Alle Berechnungen können sich nur auf die erstere Gattung des Windes beziehen; jedoch muß man sich die letztere Eigenschaft des Windes dabei stets vor Augen halten. Die Unbeständigkeit der Luftströmungen zeigen uns (in größeren Höhen) nicht nur die Wolken und die Ballonfahrten an, sondern auch (in den niederen Schichten der Atmosphäre) der aus den Schornsteinen aufsteigende Rauch, die wirbelnden Blätter, der Staub, das Treiben des Schnees, das Wogen der Saatenfelder, das Rauschen der Wälder etc.
Zum Messen der Windgeschwindigkeiten hat man in neuester Zeit besonders sinnreiche Apparate konstruiert, welche auch die in kleinen Zeiträumen wiederkehrenden Fluktuationen des Windes zu beobachten gestatten. Es sei hier unter anderem auf die Apparate von Lilienthal, Wellner und Langley kurz verwiesen, sowie auf meine in der Broschüre »Ballonbeobachtungen und deren graphische Darstellung« enthaltenen Anweisungen darüber.
Versuche und Messungen ergeben, daß die Windgeschwindigkeiten innerhalb nur weniger Sekunden sehr bedeutend differieren, so daß (wenn man sich die Zeiten auf einer Abszissenachse, die Geschwindigkeiten auf einer Ordinatenachse aufträgt) selbe durch größere oder kleinere Wellenlinien wiedergegeben werden, in deren auf- und absteigenden Ästen wieder sekundäre Schwankungen auftreten.
Die bisherigen Versuche zeigten, daß der Ablenkungswinkel gegen die mittlere Windrichtung oft 10-20 und mehr Grade beträgt, die Differenzen des Neigungswinkels der jeweiligen Windstriche gegen die Horizontale übersteigen nicht selten selbst im ebenen Terrain 5-6 Grade. Eine mechanische Ausnützung dieses Umstandes durch Flugobjekte ist schwer denkbar. Trotzdem muß man diese Eigentümlichkeit des Windes sich stets gegenwärtig halten. Wer weiß übrigens, ob diese sekundären Schwankungen für schnell fliegende Luftschiffe wirklich von Belang sind?
Von besonderer Wichtigkeit ist die Geschwindigkeit und die Richtung des Windes, welche für die Bahn des Luftschiffes über der Erde von entscheidendem Einflusse wird.

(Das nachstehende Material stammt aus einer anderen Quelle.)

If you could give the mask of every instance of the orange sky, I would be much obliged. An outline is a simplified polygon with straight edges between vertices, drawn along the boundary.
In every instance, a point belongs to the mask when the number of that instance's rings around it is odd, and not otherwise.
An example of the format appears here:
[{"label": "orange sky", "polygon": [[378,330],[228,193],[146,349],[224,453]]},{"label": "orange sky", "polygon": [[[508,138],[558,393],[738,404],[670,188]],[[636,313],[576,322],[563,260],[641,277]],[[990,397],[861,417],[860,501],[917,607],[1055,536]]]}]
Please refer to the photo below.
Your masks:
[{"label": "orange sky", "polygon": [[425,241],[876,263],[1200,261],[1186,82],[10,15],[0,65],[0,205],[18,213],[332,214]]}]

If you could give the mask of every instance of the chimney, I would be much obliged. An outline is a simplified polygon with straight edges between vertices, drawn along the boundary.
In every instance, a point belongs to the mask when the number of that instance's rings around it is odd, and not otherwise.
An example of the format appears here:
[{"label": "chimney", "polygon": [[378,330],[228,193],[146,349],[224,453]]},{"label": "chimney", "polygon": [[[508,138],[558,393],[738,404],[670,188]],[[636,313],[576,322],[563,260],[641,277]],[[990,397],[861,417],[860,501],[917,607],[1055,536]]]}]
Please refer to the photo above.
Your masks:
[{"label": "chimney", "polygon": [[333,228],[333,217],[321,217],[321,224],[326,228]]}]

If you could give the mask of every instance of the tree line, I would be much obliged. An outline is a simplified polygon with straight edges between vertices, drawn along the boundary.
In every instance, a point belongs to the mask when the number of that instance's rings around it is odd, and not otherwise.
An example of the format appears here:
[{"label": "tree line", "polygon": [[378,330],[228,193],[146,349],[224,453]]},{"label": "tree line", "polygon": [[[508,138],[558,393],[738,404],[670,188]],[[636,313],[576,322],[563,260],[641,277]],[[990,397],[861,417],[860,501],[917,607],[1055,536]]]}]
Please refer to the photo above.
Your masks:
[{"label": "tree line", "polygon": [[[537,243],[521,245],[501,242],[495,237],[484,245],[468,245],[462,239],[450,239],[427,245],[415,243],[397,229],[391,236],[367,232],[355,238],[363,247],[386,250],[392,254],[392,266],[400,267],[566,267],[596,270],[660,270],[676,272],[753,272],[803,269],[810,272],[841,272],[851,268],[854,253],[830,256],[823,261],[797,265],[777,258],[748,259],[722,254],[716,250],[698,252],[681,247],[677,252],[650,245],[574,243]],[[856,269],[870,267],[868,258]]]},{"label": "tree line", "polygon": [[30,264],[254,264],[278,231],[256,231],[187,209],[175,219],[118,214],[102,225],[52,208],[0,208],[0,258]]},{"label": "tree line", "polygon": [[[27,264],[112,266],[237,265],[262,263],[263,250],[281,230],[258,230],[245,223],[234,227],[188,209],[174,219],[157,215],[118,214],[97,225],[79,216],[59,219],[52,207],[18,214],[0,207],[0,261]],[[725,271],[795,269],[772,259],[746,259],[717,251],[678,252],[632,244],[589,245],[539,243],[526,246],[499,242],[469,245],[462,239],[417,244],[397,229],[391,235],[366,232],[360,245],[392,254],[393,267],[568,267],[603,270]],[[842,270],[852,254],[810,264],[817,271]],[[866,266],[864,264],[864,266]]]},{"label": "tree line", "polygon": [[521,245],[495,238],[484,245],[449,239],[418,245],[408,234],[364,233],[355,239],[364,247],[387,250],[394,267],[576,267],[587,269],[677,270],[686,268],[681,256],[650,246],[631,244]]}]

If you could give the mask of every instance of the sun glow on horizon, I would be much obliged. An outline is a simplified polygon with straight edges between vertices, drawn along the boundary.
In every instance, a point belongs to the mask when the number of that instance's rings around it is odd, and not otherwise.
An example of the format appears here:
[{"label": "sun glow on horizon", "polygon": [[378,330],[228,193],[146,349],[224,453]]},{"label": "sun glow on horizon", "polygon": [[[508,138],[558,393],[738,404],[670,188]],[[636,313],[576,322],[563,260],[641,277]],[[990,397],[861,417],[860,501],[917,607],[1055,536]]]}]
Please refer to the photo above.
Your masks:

Gleichmäßig wehender Wind ist wohl auf die vertikale Bahn des Flugobjektes ohne Einfluß, weil letzteres die Geschwindigkeit des Windes annimmt und alle Rechnungen bezüglich der Tragfähigkeit, Bahn etc. so auszuführen sind, als ob gänzliche Windstille herrschen würde, doch variiert die Geschwindigkeit des zurückgelegten Weges sehr bedeutend, je nachdem Mit- oder Gegenwind weht. Es ist ein alter Erfahrungssatz, daß gerade für Anfänger die sogenannte Windfrage meist eine Klippe bildet, über die zu kommen, bei der großen Zahl der auf diesem Gebiete existierenden Schriften höchst fraglichen wissenschaftlichen Wertes, oft recht schwer fällt.
Detaillierte Angaben über Richtung und Geschwindigkeit des Windes, dessen Häufigkeit und Wechsel, respektive Zunahme mit der Höhe und alle für Luftschiffahrt in Betracht kommenden Faktoren findet man in meinem Buche »Lenkbare Ballons« auf den Seiten: 59-93, ferner auf den Seiten 188-203.
3. Der Luftwiderstand.
A. Allgemeines.
Der Luftwiderstand ist die Ursache der in der Luft verzögerten Bewegung von Flugobjekten im Gegensatze zur Bewegung im luftleeren Raume.
Das Luftwiderstandsgesetz ist jener analytische Ausdruck, welcher den Einfluß sämtlicher, die absolute Größe des Luftwiderstandes bestimmenden Elemente rechnungsmäßig darstellt.
Hervorgerufen wird der Luftwiderstand dadurch, daß das Flugobjekt an die Luft eine bestimmte Menge Energie überträgt.
Wie aus Obigem hervorgeht, ist der Luftwiderstand eine Kraft, welcher bei Bewegung des Flugobjektes an demselben wirkt und einen Verlust an Energie hervorbringt. Dieser Verlust muß, nach dem bekannten Satze von der Arbeit, wonach die Aktion stets dasselbe Maß an Reaktion hervorbringt, gleich sein der auf die Luft übertragenen Energie-Menge.
Wie an jeder Kraft, ist auch an dem Luftwiderstande zu unterscheiden zwischen der Größe und der Richtung derselben. Diese Elemente hängen, wie eine einfache Überlegung lehrt, ab von:
a) der Geschwindigkeit der Bewegung;
b)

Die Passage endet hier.